Contemplating the trajectory of AI's role in marketing, I've been pondering its potential long-term implications and where it could take us. How might these AI tools transform the landscape of content marketing and branding? What would the repercussions be, and how would they affect businesses?
I did the same exercise with Supply Chain a few years ago, where my top three conclusions were:
- That start-ups in the future will have a logistician and a marketer. One person runs the marketing and generates sales—the other links all the digital systems that make the supply chain work and connect. Alibaba, Shopify, and HubSpot make this one pretty accurate, but not on the scale I was considering.
- Branded supply chains will take over, rather than having obscure and unknown companies doing the work, just like Uber blurred the line between user and service provider under one Brand. Supply chains will offer more retail-facing supply chains and use Brand to differentiate themselves among customers. Australia Post and FBA already tick these boxes, but again, the scale and specificity of what I had in mind went a lot further.
- Even though there are Some advanced operations, the vast majority of the industry is not there yet. Most players need to advance beyond pen and paper to allow points 1 and 2 to happen - again - to the scale and scope I was imagining.
With my attention now focused on the marketing landscape, I've formulated a hypothesis about the direction in which the future of marketing is headed. I foresee the emergence of what I term "Automated Marketing Systems," "High-Frequency Marketing," or "Content Marketing Machines." This vision entails a paradigm shift toward a more integrated and automated marketing approach facilitated by advanced AI systems.
In the present scenario, the typical business owner faces various challenges in executing an effective marketing strategy. Marketing often takes a back seat due to its perceived complexity and the lack of a comprehensive understanding of its nuances.
Here's what the average business owner has to do for their marketing today, in October of 2023.
- Do marketing: in other words, remember that this is a thing you have to do often and not just once in a while. You've been putting it off because it's a lot of work, and you, truth be told, don't understand what's happening anyway.
- Think about what to do or what to make; options include:
- Make a video and post it online.
- Go through your phone and post it to Instagram.
- Maybe write something and post it on the website, or
- Look for someone who will do this for you for as little money as possible.

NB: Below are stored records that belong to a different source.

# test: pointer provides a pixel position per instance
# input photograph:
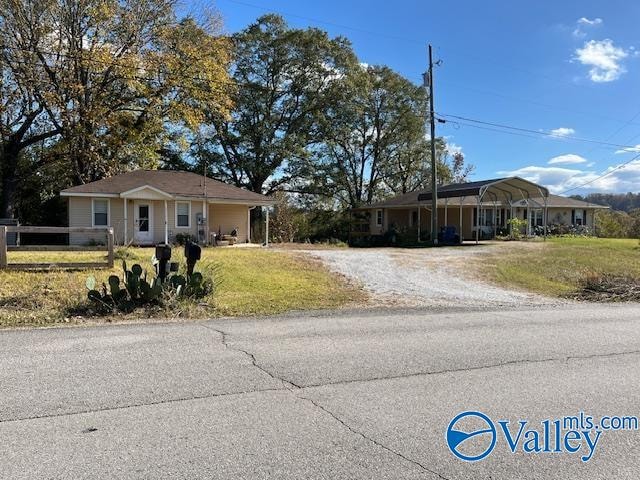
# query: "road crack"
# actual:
(287, 383)
(294, 388)
(369, 439)
(471, 368)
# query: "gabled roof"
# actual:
(173, 183)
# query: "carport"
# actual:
(504, 191)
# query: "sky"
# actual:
(548, 91)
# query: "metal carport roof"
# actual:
(509, 189)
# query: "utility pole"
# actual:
(434, 173)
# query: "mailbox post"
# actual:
(163, 255)
(192, 252)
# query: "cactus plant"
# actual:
(135, 289)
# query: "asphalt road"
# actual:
(345, 395)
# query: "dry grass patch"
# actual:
(253, 281)
(563, 266)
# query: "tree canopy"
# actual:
(96, 82)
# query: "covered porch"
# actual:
(148, 216)
(496, 202)
(476, 210)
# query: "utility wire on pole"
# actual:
(434, 174)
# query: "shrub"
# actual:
(135, 290)
(517, 225)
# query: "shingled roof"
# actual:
(174, 183)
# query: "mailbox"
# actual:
(163, 255)
(193, 253)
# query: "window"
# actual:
(183, 214)
(100, 207)
(537, 217)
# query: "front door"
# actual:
(143, 227)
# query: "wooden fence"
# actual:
(4, 248)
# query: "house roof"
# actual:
(170, 182)
(467, 194)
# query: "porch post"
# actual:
(205, 221)
(461, 235)
(446, 204)
(166, 223)
(266, 236)
(478, 220)
(545, 219)
(510, 218)
(126, 222)
(248, 224)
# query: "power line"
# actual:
(606, 174)
(536, 132)
(456, 85)
(402, 39)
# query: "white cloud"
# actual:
(563, 132)
(584, 22)
(559, 179)
(604, 58)
(635, 149)
(567, 159)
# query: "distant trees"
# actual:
(618, 224)
(624, 202)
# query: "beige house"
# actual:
(479, 210)
(147, 207)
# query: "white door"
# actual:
(143, 222)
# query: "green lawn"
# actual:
(561, 265)
(253, 281)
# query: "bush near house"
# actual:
(252, 282)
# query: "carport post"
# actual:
(266, 235)
(477, 219)
(545, 219)
(446, 204)
(166, 224)
(510, 218)
(126, 221)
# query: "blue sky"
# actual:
(567, 67)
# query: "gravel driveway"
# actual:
(425, 277)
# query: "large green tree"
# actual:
(97, 81)
(374, 141)
(287, 78)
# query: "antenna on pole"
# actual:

- The content gets made, and it's generic because you'll probably make it, post it, and come back a few months later to see if it did anything.
- Once you've made a piece of content and everything is approved, it's gone out into the world. Maybe you'll run some ads, too. If you haven't already, maybe you'll email an SEO agency and tell them to get going sooner rather than later.
You do all of this in the hope that you'll get more leads or likes. The reality is that you're too busy doing work to care if your marketing is working. Things are fine, and when shit hits the fan, you'll worry about your marketing and how to fix it.
If all this goes well, you unlock:
- Getting some likes and views.
- Maybe a new Direct Message.
- The "feel good factor" of feeling like you did something.
The issues of approaching things this way:
- There is no consistency, i.e. no conversation with your customer, as modern marketing requests.
- There is no ability to scale this past the once-in-a-while project that it becomes because there's no system.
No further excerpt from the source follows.